Studies by American scientists estimate that US forces sprayed some 80 million liters of defoliants, mostly Agent Orange, in Vietnam between 1961 and 1971 while searching for Vietnamese troops hiding in jungles.
It amounted to nearly 400kg of dioxin, one of the world’s most stable and toxic substances, which remains to this day in the human population and ecosystem.
Of over 4.8 million locals exposed to the dioxin, 3 million were affected and many of them – and, a generation later, even their children and grandchildren – suffer from cancer and genetic abnormalities.

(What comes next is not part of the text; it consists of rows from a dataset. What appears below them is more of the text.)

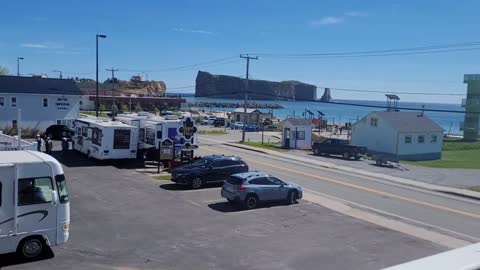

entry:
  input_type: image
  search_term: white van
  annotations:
[0,151,70,258]
[73,118,139,160]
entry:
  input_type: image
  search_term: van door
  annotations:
[17,176,58,243]
[0,166,16,254]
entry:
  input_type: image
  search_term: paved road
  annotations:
[200,138,480,242]
[0,148,445,270]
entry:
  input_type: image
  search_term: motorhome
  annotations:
[116,113,198,159]
[73,118,139,160]
[0,151,70,259]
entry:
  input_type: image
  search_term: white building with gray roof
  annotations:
[0,76,80,130]
[352,111,444,160]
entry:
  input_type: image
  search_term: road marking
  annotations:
[304,188,480,243]
[201,148,480,219]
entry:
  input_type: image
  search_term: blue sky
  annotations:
[0,0,480,103]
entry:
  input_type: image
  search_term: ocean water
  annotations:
[185,97,465,134]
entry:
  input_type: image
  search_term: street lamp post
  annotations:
[52,70,63,79]
[95,34,107,117]
[17,57,23,76]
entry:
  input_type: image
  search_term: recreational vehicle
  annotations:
[0,151,70,259]
[73,118,139,160]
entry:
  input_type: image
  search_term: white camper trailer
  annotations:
[116,113,197,159]
[0,151,70,258]
[73,118,139,160]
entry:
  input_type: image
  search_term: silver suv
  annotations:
[222,172,303,209]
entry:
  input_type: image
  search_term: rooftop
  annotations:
[0,76,80,95]
[374,111,443,132]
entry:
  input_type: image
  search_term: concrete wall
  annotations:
[282,122,312,149]
[0,93,80,130]
[352,113,397,155]
[398,132,443,160]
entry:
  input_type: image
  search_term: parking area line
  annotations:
[201,146,480,219]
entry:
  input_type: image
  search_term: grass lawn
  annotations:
[241,142,288,152]
[153,174,172,181]
[403,138,480,169]
[198,129,228,135]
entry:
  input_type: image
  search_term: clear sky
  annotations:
[0,0,480,103]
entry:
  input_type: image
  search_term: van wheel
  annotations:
[287,191,298,204]
[190,177,203,189]
[17,236,45,259]
[244,195,258,210]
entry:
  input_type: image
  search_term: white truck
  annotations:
[73,118,139,160]
[0,151,70,259]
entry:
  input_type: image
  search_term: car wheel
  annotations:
[17,236,45,259]
[190,177,203,189]
[244,195,258,209]
[288,191,298,204]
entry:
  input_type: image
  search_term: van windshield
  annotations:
[55,174,68,203]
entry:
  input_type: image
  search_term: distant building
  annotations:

A US court dismissed in March 2005 a lawsuit filed by the Vietnam Association for Victims of Agent Orange/Dioxin on behalf of all Vietnamese nationals exposed to Agent Orange and other toxic chemicals.
The judge cited a lack of legal basis to be heard in court. The plaintiffs have filed an appeal.
On the other hand, in 1984 the seven major manufacturers of Agent Orange came to an out-of-court settlement to pay $180 million to US veterans affected by the dioxin in Vietnam.
Besides, the US Congress passed a bill in 1991 to provide disability payments to veterans suffering from soft-tissue sarcoma and non-Hodgkin’s lymphoma associated with Agent Orange exposure.
It passed another bill in 1996 to provide benefits to the children of veterans born with spina bifida, an often severe birth defect affecting the nervous system, again related to exposure to the dioxin.
In the Republic of Korea, the Supreme Court ruled for the first time last month that US chemical suppliers owed damages of some US$62 million to Korean Agent Orange victims. Korean troops had fought on the side of the US in Vietnam.